Under a "tailoring rule" that took effect in January, all new projects must use the best available control technology if they would increase greenhouse gas emissions by the equivalent of 75,000 tons of carbon dioxide per year. Essentially, any new or expanding industrial facility must show that it has reduced its proposed emissions by an amount that regulators deem acceptably cost-effective and technically feasible before it can obtain an operating permit. By July all industrial facilities that emit more than 100,000 tons of carbon dioxide must obtain such permits. The EPA promises no facilities that emit less than 50,000 tons annually will be regulated before 2016.
Last summer the EPA demanded that each state adopt implementation plans to meet the permitting requirements of its new greenhouse gas regulations. If the states didn't, the EPA would issue the permits itself. As the EPA's regulatory juggernaut steamed ahead, Sens. Lisa Murkowski (R-Alaska) and Jay Rockefeller (D-W.V.) proposed a resolution to rescind the agency's authority to regulate greenhouse gases. It was defeated in June by a vote of 53 to 47. In August, Texas Attorney General Greg Abbott sent a letter to the EPA saying his state refuses to comply with the new regulations.

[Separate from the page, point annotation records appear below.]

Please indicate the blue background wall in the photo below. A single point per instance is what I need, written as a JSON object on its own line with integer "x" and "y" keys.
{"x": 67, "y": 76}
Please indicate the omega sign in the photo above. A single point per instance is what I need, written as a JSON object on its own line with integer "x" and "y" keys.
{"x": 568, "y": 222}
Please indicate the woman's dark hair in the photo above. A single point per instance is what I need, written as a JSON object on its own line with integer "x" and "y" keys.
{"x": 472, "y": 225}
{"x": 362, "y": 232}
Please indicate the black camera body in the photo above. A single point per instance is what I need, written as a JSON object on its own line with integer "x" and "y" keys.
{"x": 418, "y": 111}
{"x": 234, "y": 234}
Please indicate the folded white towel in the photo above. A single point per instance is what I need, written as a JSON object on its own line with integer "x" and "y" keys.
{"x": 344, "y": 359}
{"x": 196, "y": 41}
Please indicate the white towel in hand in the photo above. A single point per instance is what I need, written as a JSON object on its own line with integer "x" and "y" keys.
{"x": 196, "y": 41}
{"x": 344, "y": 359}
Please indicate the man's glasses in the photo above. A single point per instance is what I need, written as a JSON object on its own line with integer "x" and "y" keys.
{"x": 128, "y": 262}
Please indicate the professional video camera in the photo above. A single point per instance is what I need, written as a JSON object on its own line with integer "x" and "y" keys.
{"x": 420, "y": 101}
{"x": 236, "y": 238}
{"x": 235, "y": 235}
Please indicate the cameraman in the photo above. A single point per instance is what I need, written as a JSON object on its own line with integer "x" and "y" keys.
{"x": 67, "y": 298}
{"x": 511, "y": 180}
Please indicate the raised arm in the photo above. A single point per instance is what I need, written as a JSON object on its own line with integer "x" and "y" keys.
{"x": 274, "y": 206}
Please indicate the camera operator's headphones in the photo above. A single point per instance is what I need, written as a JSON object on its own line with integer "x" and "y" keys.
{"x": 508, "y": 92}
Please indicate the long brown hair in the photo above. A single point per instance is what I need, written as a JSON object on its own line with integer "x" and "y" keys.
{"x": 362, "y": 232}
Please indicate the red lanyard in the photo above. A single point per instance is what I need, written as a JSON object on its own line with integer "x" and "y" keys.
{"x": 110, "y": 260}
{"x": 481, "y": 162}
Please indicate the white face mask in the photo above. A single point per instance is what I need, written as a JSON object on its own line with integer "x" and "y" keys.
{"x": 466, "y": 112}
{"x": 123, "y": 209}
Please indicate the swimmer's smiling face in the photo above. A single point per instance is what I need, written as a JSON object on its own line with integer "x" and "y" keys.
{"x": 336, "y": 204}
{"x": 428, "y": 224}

Since September, a coalition of industry and farm groups, along with several state attorneys general, has failed three times to get a federal court to stay the implementation of the new EPA rules until they are fully adjudicated. The EPA has accepted the implementation plans of 42 states and given itself the authority to issue permits in seven states until they can revise their regulations. The agency will issue permits in Texas until further notice.
In addition to implementing these operating permit plans, the EPA in December announced a settlement agreement with 13 states and cities and four environmental lobbying groups. Under that agreement the agency plans by the end of 2012 to set limits on greenhouse gases emitted by electric power plants and oil refineries. Emissions from these facilities constitute about 40 percent of total U.S. greenhouse gas emissions.

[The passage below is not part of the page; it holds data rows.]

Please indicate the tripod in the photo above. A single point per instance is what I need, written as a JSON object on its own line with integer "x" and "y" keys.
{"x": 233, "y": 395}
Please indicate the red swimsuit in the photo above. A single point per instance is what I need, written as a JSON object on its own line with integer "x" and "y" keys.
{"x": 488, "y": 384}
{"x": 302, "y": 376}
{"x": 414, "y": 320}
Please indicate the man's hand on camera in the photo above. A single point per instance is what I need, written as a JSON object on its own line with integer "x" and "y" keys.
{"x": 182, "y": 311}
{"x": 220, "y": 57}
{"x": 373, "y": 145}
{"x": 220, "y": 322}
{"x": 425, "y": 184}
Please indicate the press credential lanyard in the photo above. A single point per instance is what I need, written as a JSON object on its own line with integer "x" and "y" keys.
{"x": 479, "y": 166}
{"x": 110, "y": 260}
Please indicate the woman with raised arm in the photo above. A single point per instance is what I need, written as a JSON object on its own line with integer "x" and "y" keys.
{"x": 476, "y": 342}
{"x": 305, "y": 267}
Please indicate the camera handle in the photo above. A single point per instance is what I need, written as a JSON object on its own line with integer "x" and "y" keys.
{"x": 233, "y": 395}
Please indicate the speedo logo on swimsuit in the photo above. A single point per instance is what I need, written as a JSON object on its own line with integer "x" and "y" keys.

The state and industry lawsuits against the regulations are still wending their ways through the courts. The critics' chief concern is that the new regulations will boost the cost of energy and delay the construction of new factories and facilities.
Last December, a Wall Street Journal op-ed co-authored by Americans for Prosperity President Tim Phillips and the incoming Republican chairman of the House Energy and Commerce Committee, Rep. Fred Upton (Mich.), said the new EPA regulations represent "an unconstitutional power grab that will kill millions of jobs." Upton and Phillips want to overturn the regulations altogether, but if that can't be done they want the rules to be delayed until courts have sorted out the lawsuits. It is unlikely that congressional Democrats or the Obama administration would accede to such a proposal.
Most economists agree that the EPA's plan—a top-down scheme rife with uncertainty about what regulators will accept as the best available control technologies—is far from ideal. It is an absurdly expensive way to address any greenhouse gas problem.
The Obama administration may be strategically rushing these regulations as a way of ratcheting up the pressure on Republicans in Congress to adopt the lesser of two evils: something like the cap-and-trade carbon rationing scheme that failed last summer. In that case, the real Plan B is to make Plan B so odious that Plan A looks good by comparison. It just might work.